Background on Holiday Bonuses and Five to Survive

This week, Amazon and Walmart announced they would disperse $500 and $700 million in holiday bonuses to the millions of people they employ, respectively, to show “appreciation” and “gratitude,” for the “vital role” associates have served during this pandemic. While both Walmart and Amazon touted these “billions” in bonuses to frontline employees, the cumulative bonus amounts for the duration of the pandemic are equal to a raise of $0.63/hour at Walmart and $0.95/hour at Amazon, according to a report by the Brookings Institution.

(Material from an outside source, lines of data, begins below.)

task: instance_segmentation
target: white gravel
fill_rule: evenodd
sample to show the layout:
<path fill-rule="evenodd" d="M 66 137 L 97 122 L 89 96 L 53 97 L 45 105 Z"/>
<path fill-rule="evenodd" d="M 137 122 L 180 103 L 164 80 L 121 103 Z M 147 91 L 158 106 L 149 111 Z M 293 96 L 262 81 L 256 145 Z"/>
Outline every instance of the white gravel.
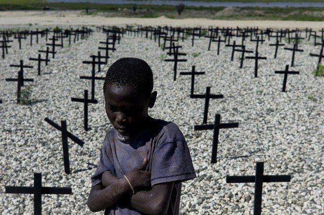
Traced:
<path fill-rule="evenodd" d="M 28 59 L 37 57 L 38 49 L 45 49 L 44 38 L 40 38 L 38 44 L 33 42 L 32 47 L 29 39 L 23 40 L 21 50 L 15 39 L 6 58 L 0 59 L 0 213 L 33 213 L 32 195 L 5 194 L 5 186 L 33 186 L 34 172 L 42 172 L 44 186 L 72 189 L 72 195 L 43 195 L 44 214 L 91 213 L 86 205 L 90 178 L 99 162 L 105 132 L 111 127 L 104 111 L 103 81 L 96 81 L 98 103 L 89 104 L 88 132 L 84 130 L 83 104 L 72 102 L 70 98 L 82 97 L 85 89 L 90 95 L 91 81 L 79 77 L 91 75 L 91 66 L 82 61 L 97 54 L 99 41 L 105 37 L 102 33 L 94 32 L 71 46 L 65 39 L 64 47 L 57 48 L 55 59 L 50 59 L 49 66 L 42 64 L 39 76 L 37 62 Z M 310 52 L 318 54 L 319 47 L 308 41 L 299 45 L 304 52 L 296 53 L 295 66 L 290 70 L 300 74 L 288 76 L 287 92 L 282 92 L 284 75 L 275 74 L 274 71 L 290 65 L 292 52 L 280 47 L 274 59 L 274 47 L 268 46 L 273 40 L 259 45 L 259 53 L 267 59 L 260 61 L 257 78 L 254 61 L 245 60 L 239 69 L 240 54 L 235 52 L 234 60 L 230 61 L 231 48 L 225 48 L 224 43 L 217 56 L 216 43 L 207 51 L 208 38 L 195 40 L 193 47 L 190 37 L 178 42 L 188 59 L 179 63 L 178 72 L 190 71 L 195 65 L 196 71 L 206 73 L 196 76 L 195 93 L 203 94 L 207 86 L 211 86 L 211 93 L 224 95 L 224 98 L 210 101 L 208 123 L 213 123 L 215 114 L 221 114 L 221 122 L 239 123 L 238 128 L 220 130 L 215 164 L 210 164 L 212 131 L 193 131 L 193 126 L 202 122 L 204 100 L 189 98 L 190 76 L 178 74 L 173 81 L 173 63 L 161 60 L 167 51 L 157 42 L 124 35 L 116 50 L 110 52 L 108 64 L 102 67 L 105 71 L 126 57 L 141 58 L 151 66 L 158 97 L 150 114 L 179 125 L 198 176 L 183 183 L 182 214 L 252 214 L 254 184 L 226 184 L 225 178 L 227 175 L 254 175 L 256 162 L 265 162 L 265 174 L 292 176 L 290 183 L 263 184 L 263 214 L 324 214 L 324 77 L 314 77 L 312 72 L 318 59 L 309 56 Z M 240 39 L 236 40 L 240 42 Z M 254 43 L 246 44 L 254 50 Z M 193 53 L 198 56 L 194 57 Z M 17 77 L 17 68 L 10 65 L 18 64 L 20 60 L 34 66 L 24 74 L 25 78 L 34 79 L 25 84 L 32 86 L 29 105 L 16 103 L 17 82 L 5 81 Z M 105 72 L 96 75 L 103 77 Z M 58 124 L 66 120 L 68 130 L 85 142 L 81 147 L 68 140 L 70 175 L 64 172 L 61 133 L 46 123 L 45 117 Z"/>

Amazon canceled its $2/hour hazard pay policy in June, while Walmart, Petco, and PetSmart never offered it at all. 

In contrast, a recent report from Institute for Policy Studies, United for Respect, and Bargaining for the Common Good found that Amazon’s Jeff Bezos and the Walton family have raked in personal wealth of $188.3 billion and $48 billion since March, dwarfing the measly bonuses extended to frontline associates risking their lives to serve customers. The report found that billionaire wealth in general has surged by $1 trillion since the pandemic began. The Walton family currently makes more money in one minute than Walmart workers do in an entire year.

At least 20,000 Amazon employees have been infected with COVID-19, while Walmart has not released data, leading associates with United for Respect to track thousands of cases nationwide on their own; at least 22 Walmart associates are known to have died as a result of COVID-19 infection.

In addition to hazard pay of $5 an hour, United for Respect leaders who work at Amazon, Walmart, Petco, PetSmart and other retail companies unveiled a call for pandemic protections — access to paid and unpaid leave, virus safety precautions including transparency about cases, decision-making for safety measures and protection from retaliation — collectively, the “Five to Survive.” These demands are basic science-based procedures that would keep employees safe and help stop the record-breaking spread of the deadly virus.